Gordon Onslow Ford
Born in England in 1912 to a family of artists, Gordon Onslow Ford began painting at an early age. His grandfather, Edward Onslow Ford, was a renowned Victorian sculptor and his aunt, Enid Widdrington, exhibited paintings at the Royal Academy of London. Following the death of his father at age 14, he was sent to the Royal Naval College at Dartmouth. The ocean affected him deeply and his early works depicted ocean scenes. The metaphor of taking a "voyage" later became an important aspect of his paintings.
While in the Navy, Onslow Ford visited Paris several times. In 1937, he resigned as a naval officer and moved to Paris to pursue painting full time. He studied with André L'Hote for five weeks and studied with Fernand Léger for a short time. He continued visiting Léger, bringing his work to him often for critique. Soon he met the Chilean artist Roberto Matta. Matta was studying architecture with le Corbusier and was an accomplished draftsman, making small drawings on the side. Onslow Ford, with his keen sense of seeing, admired Matta's drawings as "the most exciting images" he had seen in Paris. He encouraged Matta to continue with his drawings, which eventually inspired Matta to shift his direction from architecture to painting.
Onslow Ford and Matta became close friends, meeting and traveling frequently. They developed an ongoing dialogue about their ideas on art and metaphysics. They were also inspired by seeing the 1937 exhibit of Mathematical Objects in Paris in which one aspect of the Mathematical Object is visible while another aspect is left to the imagination of the viewer.
In 1938, Onslow Ford joined the Surrealist group in Paris and attended their meetings in Café deux Magots and besides Matta he became friends with Pierre Mabille, André Breton, Yves Tanguy, Esteban Francis, Wolfgang Paalen and Victor Brauner. His love of painting also led him to collect paintings and frequent visits to the studios of Picasso, Miró, de Chrico and André Masson.

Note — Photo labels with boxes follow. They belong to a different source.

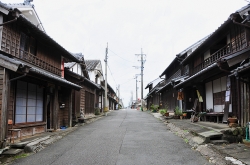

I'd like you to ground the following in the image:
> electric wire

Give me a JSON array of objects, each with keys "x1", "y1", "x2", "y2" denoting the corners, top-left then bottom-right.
[
  {"x1": 107, "y1": 65, "x2": 117, "y2": 86},
  {"x1": 108, "y1": 48, "x2": 134, "y2": 63}
]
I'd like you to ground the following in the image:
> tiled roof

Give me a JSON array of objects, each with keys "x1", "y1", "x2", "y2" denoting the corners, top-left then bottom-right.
[
  {"x1": 174, "y1": 63, "x2": 217, "y2": 88},
  {"x1": 5, "y1": 3, "x2": 34, "y2": 8},
  {"x1": 0, "y1": 1, "x2": 12, "y2": 10},
  {"x1": 182, "y1": 4, "x2": 250, "y2": 64},
  {"x1": 85, "y1": 60, "x2": 101, "y2": 70},
  {"x1": 18, "y1": 14, "x2": 79, "y2": 62},
  {"x1": 72, "y1": 53, "x2": 84, "y2": 61},
  {"x1": 64, "y1": 62, "x2": 76, "y2": 69}
]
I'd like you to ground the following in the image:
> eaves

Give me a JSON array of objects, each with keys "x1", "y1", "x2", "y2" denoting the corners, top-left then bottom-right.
[
  {"x1": 18, "y1": 14, "x2": 80, "y2": 62},
  {"x1": 174, "y1": 63, "x2": 218, "y2": 89}
]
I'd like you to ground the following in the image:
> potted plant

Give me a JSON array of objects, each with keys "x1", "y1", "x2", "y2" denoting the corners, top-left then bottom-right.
[
  {"x1": 227, "y1": 116, "x2": 238, "y2": 124},
  {"x1": 159, "y1": 109, "x2": 166, "y2": 116},
  {"x1": 174, "y1": 106, "x2": 182, "y2": 119},
  {"x1": 95, "y1": 107, "x2": 101, "y2": 115},
  {"x1": 150, "y1": 104, "x2": 159, "y2": 113}
]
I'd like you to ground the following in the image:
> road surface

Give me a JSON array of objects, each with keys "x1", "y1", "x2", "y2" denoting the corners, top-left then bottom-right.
[{"x1": 13, "y1": 109, "x2": 209, "y2": 165}]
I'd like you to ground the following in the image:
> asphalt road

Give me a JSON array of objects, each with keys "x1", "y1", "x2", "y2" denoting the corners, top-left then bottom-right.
[{"x1": 13, "y1": 109, "x2": 209, "y2": 165}]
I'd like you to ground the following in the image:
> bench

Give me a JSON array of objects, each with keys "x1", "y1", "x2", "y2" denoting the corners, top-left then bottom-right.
[{"x1": 205, "y1": 112, "x2": 224, "y2": 123}]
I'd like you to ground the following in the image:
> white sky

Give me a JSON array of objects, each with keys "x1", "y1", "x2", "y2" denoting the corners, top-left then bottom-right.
[{"x1": 1, "y1": 0, "x2": 248, "y2": 106}]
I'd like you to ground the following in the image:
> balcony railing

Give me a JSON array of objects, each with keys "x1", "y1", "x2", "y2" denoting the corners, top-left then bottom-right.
[
  {"x1": 16, "y1": 50, "x2": 61, "y2": 76},
  {"x1": 1, "y1": 25, "x2": 61, "y2": 76},
  {"x1": 191, "y1": 39, "x2": 250, "y2": 76}
]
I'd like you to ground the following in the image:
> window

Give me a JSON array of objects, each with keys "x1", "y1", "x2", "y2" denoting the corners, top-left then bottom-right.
[
  {"x1": 15, "y1": 81, "x2": 43, "y2": 123},
  {"x1": 20, "y1": 33, "x2": 36, "y2": 55}
]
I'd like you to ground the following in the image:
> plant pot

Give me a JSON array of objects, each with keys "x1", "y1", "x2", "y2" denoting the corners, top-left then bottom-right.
[
  {"x1": 173, "y1": 115, "x2": 180, "y2": 119},
  {"x1": 227, "y1": 117, "x2": 238, "y2": 123},
  {"x1": 165, "y1": 112, "x2": 169, "y2": 117}
]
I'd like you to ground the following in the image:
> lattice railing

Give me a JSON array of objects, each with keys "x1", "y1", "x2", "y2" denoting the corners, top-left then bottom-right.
[
  {"x1": 1, "y1": 26, "x2": 61, "y2": 76},
  {"x1": 191, "y1": 38, "x2": 250, "y2": 76}
]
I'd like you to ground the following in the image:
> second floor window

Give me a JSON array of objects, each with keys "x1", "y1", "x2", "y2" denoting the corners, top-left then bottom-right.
[{"x1": 20, "y1": 33, "x2": 36, "y2": 55}]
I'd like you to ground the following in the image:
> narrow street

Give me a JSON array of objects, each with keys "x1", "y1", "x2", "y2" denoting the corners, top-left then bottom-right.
[{"x1": 9, "y1": 109, "x2": 209, "y2": 165}]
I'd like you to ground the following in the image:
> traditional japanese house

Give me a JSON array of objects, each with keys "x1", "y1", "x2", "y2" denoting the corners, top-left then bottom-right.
[
  {"x1": 0, "y1": 2, "x2": 81, "y2": 147},
  {"x1": 85, "y1": 60, "x2": 105, "y2": 112},
  {"x1": 107, "y1": 84, "x2": 119, "y2": 110},
  {"x1": 175, "y1": 5, "x2": 250, "y2": 125},
  {"x1": 64, "y1": 53, "x2": 101, "y2": 123},
  {"x1": 157, "y1": 36, "x2": 208, "y2": 110}
]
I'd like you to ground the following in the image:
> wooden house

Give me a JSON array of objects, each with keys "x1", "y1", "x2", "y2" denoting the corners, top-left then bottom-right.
[
  {"x1": 0, "y1": 2, "x2": 81, "y2": 147},
  {"x1": 107, "y1": 84, "x2": 119, "y2": 110},
  {"x1": 85, "y1": 60, "x2": 105, "y2": 112},
  {"x1": 64, "y1": 53, "x2": 101, "y2": 122},
  {"x1": 175, "y1": 5, "x2": 250, "y2": 125}
]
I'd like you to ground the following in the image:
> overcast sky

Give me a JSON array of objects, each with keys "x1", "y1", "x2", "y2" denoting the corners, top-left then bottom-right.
[{"x1": 1, "y1": 0, "x2": 248, "y2": 106}]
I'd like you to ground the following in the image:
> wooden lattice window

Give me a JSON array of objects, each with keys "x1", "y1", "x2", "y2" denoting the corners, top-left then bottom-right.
[
  {"x1": 20, "y1": 33, "x2": 36, "y2": 55},
  {"x1": 15, "y1": 81, "x2": 43, "y2": 123}
]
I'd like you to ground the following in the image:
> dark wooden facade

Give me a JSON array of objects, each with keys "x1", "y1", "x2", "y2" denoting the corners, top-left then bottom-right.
[{"x1": 0, "y1": 2, "x2": 81, "y2": 146}]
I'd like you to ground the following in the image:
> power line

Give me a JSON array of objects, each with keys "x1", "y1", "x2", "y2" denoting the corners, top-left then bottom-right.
[
  {"x1": 108, "y1": 65, "x2": 117, "y2": 85},
  {"x1": 120, "y1": 78, "x2": 134, "y2": 85},
  {"x1": 109, "y1": 49, "x2": 134, "y2": 63}
]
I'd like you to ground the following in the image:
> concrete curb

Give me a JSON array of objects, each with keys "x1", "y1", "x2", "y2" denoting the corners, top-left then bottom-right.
[{"x1": 151, "y1": 113, "x2": 244, "y2": 165}]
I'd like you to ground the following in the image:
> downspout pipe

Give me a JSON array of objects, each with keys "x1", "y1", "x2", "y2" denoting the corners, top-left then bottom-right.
[
  {"x1": 0, "y1": 17, "x2": 17, "y2": 26},
  {"x1": 232, "y1": 20, "x2": 250, "y2": 28},
  {"x1": 6, "y1": 72, "x2": 28, "y2": 139},
  {"x1": 230, "y1": 13, "x2": 250, "y2": 28},
  {"x1": 9, "y1": 73, "x2": 27, "y2": 83},
  {"x1": 217, "y1": 61, "x2": 231, "y2": 73}
]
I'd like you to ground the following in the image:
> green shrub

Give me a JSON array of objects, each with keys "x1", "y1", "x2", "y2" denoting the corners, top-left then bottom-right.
[
  {"x1": 159, "y1": 109, "x2": 167, "y2": 115},
  {"x1": 95, "y1": 108, "x2": 101, "y2": 115},
  {"x1": 174, "y1": 106, "x2": 182, "y2": 116},
  {"x1": 150, "y1": 104, "x2": 159, "y2": 112}
]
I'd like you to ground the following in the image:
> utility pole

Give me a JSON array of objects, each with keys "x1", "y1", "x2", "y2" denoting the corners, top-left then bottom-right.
[
  {"x1": 135, "y1": 48, "x2": 146, "y2": 111},
  {"x1": 118, "y1": 85, "x2": 120, "y2": 109},
  {"x1": 135, "y1": 74, "x2": 140, "y2": 100},
  {"x1": 104, "y1": 43, "x2": 108, "y2": 115}
]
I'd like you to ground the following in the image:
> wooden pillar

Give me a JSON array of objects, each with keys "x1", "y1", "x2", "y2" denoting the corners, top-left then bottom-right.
[
  {"x1": 68, "y1": 89, "x2": 73, "y2": 127},
  {"x1": 0, "y1": 68, "x2": 10, "y2": 143},
  {"x1": 53, "y1": 85, "x2": 58, "y2": 130},
  {"x1": 236, "y1": 77, "x2": 241, "y2": 123}
]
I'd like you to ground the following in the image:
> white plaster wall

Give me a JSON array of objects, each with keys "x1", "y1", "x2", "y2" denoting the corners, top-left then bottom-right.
[
  {"x1": 204, "y1": 49, "x2": 210, "y2": 60},
  {"x1": 213, "y1": 78, "x2": 221, "y2": 93},
  {"x1": 89, "y1": 71, "x2": 95, "y2": 82},
  {"x1": 221, "y1": 76, "x2": 227, "y2": 91},
  {"x1": 206, "y1": 82, "x2": 213, "y2": 109},
  {"x1": 213, "y1": 76, "x2": 228, "y2": 112}
]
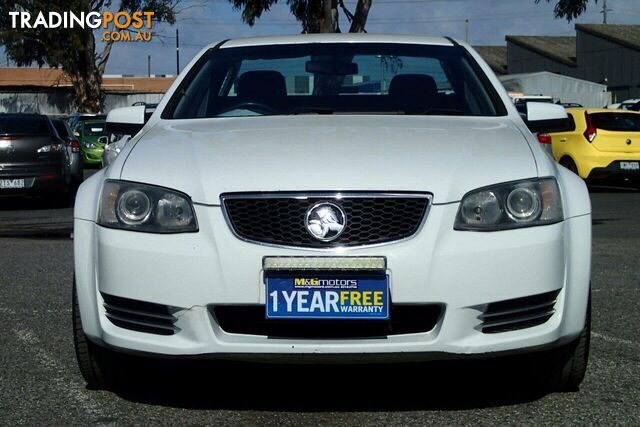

In 1947, Onslow Ford moved to California, choosing the San Francisco Bay Area as the fertile soil where his new ideas would have a chance to grow. While in San Francisco he was invited to give a retrospective show at the San Francisco Museum of Art (1948). The title of the exhibit and the catalogue, Towards a New Subject in Painting, spoke to the fact that he was moving in a new direction in his art. While walking in Muir Woods near Mill Valley, California, he discovered lines, circles and dots as the primal root of art, conveying the "underlying ground of existence." Lines, circles and dots became the elements by which he could travel into deeper layers of consciousness.